McConnell: “Sen. Warren was giving a lengthy speech. She had appeared to violate the rule. She was warned. She was given an explanation,” he said. “Nevertheless, she persisted.”
Ref: The Washington Post, Kane & O’Keefe, 2017
In opposing the nomination of Senator Sessions, Senator Warren was reading a letter by the late Coretta Scott King when she was stopped, based on Rule XIX of the Standing Rules of the Senate that says, “No Senator in debate shall, directly or indirectly, by any form of words impute to another Senator or to other Senators any conduct or motive unworthy or unbecoming a Senator.” Senator Warren appealed to continue reading, but was told to take her seat. The Washington Post online has the video within the Kane & O’Keefe, 2017 article. Senator Kamala Harris posted a link to the full letter here:
— Kamala Harris (@KamalaHarris) February 8, 2017
In essence, Coretta Scott King’s 1986 letter strongly opposed Mr. Sessions for a federal judgeship, and Senator Warren was reading that letter to provide reasons why Sessions should not be confirmed as Attorney General. Senator Warren was prevented from continuing to read the letter.
The “Nevertheless, she persisted” portion of McConnell’s description of Senator Warren’s actions is resonating. I had the pleasure of meeting Senator Warren at a Massachusetts conference on Women in Public Service, where I co-chaired a session on women in STEM. Warren was a special guest speaker, and I will always remember that she took the time to talk with me. It wasn’t a long conversation … just a few minutes of an exchange, but memorable just the same.
Senator Warren was stopped from reading a document that is historical because, per McConnell, “The senator has impugned the motives and conduct of our colleague from Alabama.”
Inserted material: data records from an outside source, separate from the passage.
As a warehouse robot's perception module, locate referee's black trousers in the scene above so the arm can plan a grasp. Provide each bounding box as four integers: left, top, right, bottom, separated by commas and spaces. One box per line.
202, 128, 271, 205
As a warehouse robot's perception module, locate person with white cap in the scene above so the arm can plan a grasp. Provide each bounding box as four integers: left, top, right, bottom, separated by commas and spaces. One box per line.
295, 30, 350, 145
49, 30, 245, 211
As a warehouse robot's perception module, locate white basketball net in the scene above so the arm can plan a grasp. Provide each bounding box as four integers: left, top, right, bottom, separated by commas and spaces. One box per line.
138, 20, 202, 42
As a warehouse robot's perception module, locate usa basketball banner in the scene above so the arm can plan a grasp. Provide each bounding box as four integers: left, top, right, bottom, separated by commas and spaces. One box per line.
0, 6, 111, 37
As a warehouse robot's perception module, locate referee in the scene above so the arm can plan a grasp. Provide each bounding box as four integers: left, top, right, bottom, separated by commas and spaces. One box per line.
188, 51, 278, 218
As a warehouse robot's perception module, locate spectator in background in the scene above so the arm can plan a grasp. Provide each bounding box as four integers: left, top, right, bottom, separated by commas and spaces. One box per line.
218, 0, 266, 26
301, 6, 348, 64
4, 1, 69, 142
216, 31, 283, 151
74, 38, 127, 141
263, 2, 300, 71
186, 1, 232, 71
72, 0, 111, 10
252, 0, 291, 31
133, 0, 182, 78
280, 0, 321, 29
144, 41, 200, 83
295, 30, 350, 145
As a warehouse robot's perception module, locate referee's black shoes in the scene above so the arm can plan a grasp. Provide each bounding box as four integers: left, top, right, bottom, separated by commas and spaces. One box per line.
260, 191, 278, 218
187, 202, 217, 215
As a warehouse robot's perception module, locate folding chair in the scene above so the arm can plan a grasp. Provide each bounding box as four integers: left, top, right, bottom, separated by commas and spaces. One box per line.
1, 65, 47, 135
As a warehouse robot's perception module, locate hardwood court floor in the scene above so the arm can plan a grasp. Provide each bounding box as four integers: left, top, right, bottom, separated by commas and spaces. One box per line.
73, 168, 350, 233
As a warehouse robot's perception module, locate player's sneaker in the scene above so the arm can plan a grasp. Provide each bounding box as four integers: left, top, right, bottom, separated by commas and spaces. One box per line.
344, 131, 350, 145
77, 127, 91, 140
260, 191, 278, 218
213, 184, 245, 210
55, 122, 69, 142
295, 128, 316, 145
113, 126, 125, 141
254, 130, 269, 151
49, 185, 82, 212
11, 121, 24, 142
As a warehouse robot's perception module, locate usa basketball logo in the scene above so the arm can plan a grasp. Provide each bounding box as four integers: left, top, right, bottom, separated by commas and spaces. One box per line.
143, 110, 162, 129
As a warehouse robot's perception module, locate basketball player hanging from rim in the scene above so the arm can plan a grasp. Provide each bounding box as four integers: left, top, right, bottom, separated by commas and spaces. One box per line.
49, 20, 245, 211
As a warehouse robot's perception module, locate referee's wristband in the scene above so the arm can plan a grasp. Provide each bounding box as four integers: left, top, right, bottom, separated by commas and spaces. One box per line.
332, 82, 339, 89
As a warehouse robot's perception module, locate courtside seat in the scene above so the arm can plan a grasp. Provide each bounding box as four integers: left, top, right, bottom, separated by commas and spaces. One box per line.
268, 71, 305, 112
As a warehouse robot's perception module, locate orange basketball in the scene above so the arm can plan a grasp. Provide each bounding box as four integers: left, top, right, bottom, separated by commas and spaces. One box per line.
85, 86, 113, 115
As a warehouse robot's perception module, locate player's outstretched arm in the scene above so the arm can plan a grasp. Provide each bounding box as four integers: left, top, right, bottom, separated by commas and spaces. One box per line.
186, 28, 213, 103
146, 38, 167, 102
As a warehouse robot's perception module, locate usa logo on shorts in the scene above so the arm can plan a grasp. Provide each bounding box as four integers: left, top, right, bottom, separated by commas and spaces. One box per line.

How does one share information, or even have the chance to debate issues if there isn’t a chance to properly discuss and cite a source? There may be disagreement, and ultimately, one side over another will “win” the debate, but one should be given a chance to present a point.
May the words go down in history, as we are bold enough to seek, to uncover, and to share truths, no matter how hard they are to stomach. “Nevertheless, she persisted.”